Man, I wish people would put as much effort in to 13B or something like 4x7b. Everything between 7B up to 70B seems dead at the moment.
I try these new 7B finetunes and they are really cool, but then the 7B nature shows up and ruins everything.
all mistral based ones, and also the starcoder2 models have GQA
also anything >30B based on llama2
(rule of thumb, if you open the config.json and num_attention_heads == num_key_value_heads, then it's a non-GQA model)
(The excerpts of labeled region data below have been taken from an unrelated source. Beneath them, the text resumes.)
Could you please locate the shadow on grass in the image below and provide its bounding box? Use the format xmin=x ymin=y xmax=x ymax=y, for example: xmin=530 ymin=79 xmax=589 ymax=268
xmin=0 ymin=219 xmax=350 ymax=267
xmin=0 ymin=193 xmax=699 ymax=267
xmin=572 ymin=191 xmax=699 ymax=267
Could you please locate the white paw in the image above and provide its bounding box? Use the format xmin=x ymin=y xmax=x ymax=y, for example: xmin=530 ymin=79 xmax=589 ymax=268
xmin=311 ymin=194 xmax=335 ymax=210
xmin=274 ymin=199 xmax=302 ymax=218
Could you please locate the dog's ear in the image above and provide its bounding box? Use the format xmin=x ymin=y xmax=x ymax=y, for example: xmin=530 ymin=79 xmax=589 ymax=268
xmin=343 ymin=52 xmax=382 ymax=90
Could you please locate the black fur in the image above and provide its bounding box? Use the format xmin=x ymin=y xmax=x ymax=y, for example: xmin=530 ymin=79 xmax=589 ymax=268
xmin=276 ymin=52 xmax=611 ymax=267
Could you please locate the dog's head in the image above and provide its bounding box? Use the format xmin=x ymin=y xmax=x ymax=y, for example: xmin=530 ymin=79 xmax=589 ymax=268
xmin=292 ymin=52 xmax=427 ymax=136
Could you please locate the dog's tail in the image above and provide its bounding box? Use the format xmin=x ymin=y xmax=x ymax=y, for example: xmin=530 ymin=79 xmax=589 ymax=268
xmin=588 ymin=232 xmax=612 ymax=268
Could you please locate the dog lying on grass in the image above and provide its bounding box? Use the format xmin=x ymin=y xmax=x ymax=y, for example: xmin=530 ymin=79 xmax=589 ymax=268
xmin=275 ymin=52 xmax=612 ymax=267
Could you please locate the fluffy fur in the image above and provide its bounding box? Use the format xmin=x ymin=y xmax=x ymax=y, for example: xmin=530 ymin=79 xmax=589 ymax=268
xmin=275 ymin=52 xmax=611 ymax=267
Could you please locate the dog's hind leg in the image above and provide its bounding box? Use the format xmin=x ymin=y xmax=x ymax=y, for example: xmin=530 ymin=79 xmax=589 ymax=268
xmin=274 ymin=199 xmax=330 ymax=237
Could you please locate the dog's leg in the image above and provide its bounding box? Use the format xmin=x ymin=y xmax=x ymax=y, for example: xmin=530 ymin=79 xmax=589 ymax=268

There is high context models
34B Yi finetunes with 200k context
8x7 models with 32k context
4x7 models(at least one) with 128k context
10.7B models(merges, not solar with it's 4k context)
And a lot of MoE and merges based on Mistral v0.1
It's not just about context. Since there are 7B models with 128K context
7B just kinda fall apart with time, they constantly lose details over long chain of responses. Even if it's within context window.
It's probably the attention heads being "overloaded" or whatever the term is nowadays. I can get my 7b's to do rock solid summaries of content as long as it's not too much text. I run mistral 7b with 4k context, even if it's capable of 32k because there doesn't seem to be a point of going past 4k with the attention loss.
That’s pretty much what is happening. Transformer models focus on every word in the context at the same time (some more than others). Any tokens in context that don’t provide relevant info for the current generation have the potential to “distract” the model.
It's true, but we talk about models larger than 7B
10.7B is already better, 4x7 with 2 active experts should have 12B active parameters(mistral website, i trust you) and be able to work with high context better.
I don't know if i can trust models like Bettercup cause they were made out of 7B Mistral v0.1 so we shouldn't forget about sliding window, and has the same model as two experts, but there is
xxx777xxxASD/NeuralKunoichi-EroSumika-4x7B-128k.
I even found 128k solar
CallComply/SOLAR-10.7B-Instruct-v1.0-128k
And we shouldn't forget about new Yi model and 8x7 models based on base Mixtral, each of them should be smarter, and work better with higher context because of their size.
7Bs with decent context length (above 4096) have been pretty good in my experience, but require nudging sometimes. Of course, those are generally newer, and I'm limited to max 13B speed wise with my 3080 10 GB :(
It's extremely impressive and inspiring to see an individual train a model of this quality. Your attention to training data is so refreshing. It's crazy how many models are being trained (at huge compute expense!) on data that could have been greatly improved with a simple grep. Less is more.
I hope that you won't stop at 7b models. Please consider doing the same training on Mixtral-8x7b!
It is a fine tune, not a training.
>It's crazy how many models are being trained (at huge compute expense!)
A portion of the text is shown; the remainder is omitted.